Si parla dell’ultimo lavoro di Saviano La paranza dei bambini (Feltrinelli), che racconta le vicende criminali e omicide delle giovani bande napoletane. Perché questa calca, questa urgenza di ascoltare le sue parole? Forse perché lo scrittore incarna una storia: quella di un ragazzo che nella sua stanza scrive Gomorra. Il libro d’esordio. Finisce la stesura a 26 anni, Mondadori ne stampa 5mila copie e dopo pochi mesi il romanzo diventa epidemico: tutti lo vogliono leggere. Ma Saviano viene messo sotto scorta, Carabinieri che lo sorvegliano giorno e notte. I boss potrebbero uccidere il ragazzo che ha portato alla luce meccanismi prima reconditi. La tutela avrebbe dovuto durare due settimane, dopo 11 anni è ancora lì.

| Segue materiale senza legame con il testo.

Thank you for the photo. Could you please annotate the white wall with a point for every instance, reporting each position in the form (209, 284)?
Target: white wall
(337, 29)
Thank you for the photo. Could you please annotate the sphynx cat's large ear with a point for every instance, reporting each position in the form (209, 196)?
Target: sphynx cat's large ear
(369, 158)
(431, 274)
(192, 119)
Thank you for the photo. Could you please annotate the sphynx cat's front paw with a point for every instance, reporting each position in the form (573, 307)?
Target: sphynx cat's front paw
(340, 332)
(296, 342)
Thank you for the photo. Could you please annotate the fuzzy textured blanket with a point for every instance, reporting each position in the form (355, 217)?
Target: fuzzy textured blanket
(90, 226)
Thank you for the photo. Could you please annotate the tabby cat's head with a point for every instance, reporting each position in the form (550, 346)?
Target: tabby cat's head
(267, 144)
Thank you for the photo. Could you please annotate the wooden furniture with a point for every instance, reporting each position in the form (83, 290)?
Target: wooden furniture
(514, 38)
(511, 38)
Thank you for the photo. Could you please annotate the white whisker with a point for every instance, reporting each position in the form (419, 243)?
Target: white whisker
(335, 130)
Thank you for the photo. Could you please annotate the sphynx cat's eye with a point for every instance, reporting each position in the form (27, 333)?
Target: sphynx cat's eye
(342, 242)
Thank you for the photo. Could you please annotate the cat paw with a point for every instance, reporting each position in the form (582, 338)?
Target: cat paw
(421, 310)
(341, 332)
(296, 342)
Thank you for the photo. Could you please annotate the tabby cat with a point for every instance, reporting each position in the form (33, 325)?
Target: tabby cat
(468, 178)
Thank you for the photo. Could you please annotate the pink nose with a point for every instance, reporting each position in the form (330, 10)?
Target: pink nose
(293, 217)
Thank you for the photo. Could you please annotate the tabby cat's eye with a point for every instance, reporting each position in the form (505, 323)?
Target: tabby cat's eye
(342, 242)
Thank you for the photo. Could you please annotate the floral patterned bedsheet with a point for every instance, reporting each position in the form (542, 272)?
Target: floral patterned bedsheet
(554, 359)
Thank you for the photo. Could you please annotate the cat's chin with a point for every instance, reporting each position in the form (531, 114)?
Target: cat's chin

Dice l’autore: «È dura, ma quando vengo al Nord o in luoghi come Alba mi accorgo che ci sono città curiose e attente a ciò che succede fuori. Altre invece guardano solamente sé stesse, ciò che succede dentro».
La paranza dei bambini, il romanzo ispirato a un’inchiesta giudiziaria
«Il nuovo romanzo racconta una storia ispirata a un’inchiesta giudiziaria. È la vicenda di Nicolas, che nella realtà si chiamava Emanuele. L’idea che lo spingeva a delinquere era: “Ce la posso fare solo se faccio un mucchio di soldi”. Sapeva benissimo che sarebbe morto. Per capire come i bambini inizino a sparare è sufficiente citare i numeri: se investo mille euro nella Apple, l’anno seguente ne avrò 1.300, se l’azienda sarà andata bene. Se investo mille euro in cocaina, l’anno dopo il ritorno è 182mila euro. In nome di queste cifre si ammazza. Per comprendere i ragazzini criminali bisogna capire il contesto in cui vivono: in certi quartieri del Sud la disoccupazione è all’80 per cento, un inferno assoluto».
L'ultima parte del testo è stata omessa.